A private scholarship charity can't play those games, because the costs of education are set by someone else.
Now, you can argue that incentives sometimes get messed up, but that is the case for ALL charities/non-profits.
It is possible to set up a non-profit business such that the money that comes in goes out through different ports than the ownership outflow pipe. A typical setup for a corrupt non-profit is for managers of the business to earn above-market salaries, and to own for-profit businesses that "compete" for service contracts with the non-profit entity.
For example, Jack Grift establishes a non-profit charity for orphan children with fantods. He works the circuit and manages to fund it to the tune of $1M per year. He leases a nice office space in a building owned by Jack Grift AAA Office Space, and contracts with Jack Grift Janitorial Services to empty the trash can, and sets the charity's salary for CEO at $250k/year, and Chief Revenue Officer at $100k/year, plus a bonus of 5% of incoming donations. Jack, of course, holds both positions.

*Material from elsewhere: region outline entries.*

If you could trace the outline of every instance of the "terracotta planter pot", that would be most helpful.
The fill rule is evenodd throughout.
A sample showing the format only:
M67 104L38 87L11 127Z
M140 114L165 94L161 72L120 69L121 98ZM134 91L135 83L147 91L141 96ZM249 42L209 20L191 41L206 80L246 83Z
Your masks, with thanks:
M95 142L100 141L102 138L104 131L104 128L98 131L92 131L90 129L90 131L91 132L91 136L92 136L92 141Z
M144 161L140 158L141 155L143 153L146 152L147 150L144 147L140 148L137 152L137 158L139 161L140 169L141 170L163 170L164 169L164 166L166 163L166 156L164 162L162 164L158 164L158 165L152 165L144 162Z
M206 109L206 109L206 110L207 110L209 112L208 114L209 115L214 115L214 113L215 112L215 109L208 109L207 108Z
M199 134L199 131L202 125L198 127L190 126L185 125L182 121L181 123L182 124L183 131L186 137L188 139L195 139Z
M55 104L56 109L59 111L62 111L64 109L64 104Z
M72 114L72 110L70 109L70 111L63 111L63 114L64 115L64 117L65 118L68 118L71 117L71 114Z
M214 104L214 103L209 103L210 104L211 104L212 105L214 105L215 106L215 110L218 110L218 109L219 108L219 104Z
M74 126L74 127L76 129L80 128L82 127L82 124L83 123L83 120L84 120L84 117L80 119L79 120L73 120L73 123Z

He gets $250k as CEO, $150k as CRO, $100k as his own landlord, and $50k for taking out his own trash. He rolls $440k into uncapturable overhead, marketing, and fundraising efforts, and still has $10k left to supply orphans with copies of both Huck Finn and Tom Sawyer.
The finances of universities are even more obfuscated, but it is undeniable that some university employees have the power to spend the organization's money for their own personal benefit. Catered faculty luncheons. Campus beautification in and around personal offices. Settlements from the university to forestall civil suits based on personal indiscretions. Premium parking spaces. These expenditures may, in fact, be justified by the mission of the university, but it is impossible for me to audit any given university's accounting books to make that determination for myself before deciding whether I want to give them more money than they demand on their invoices.
There are a lot of outflow pipes for business revenues. Non-profits only close one of them.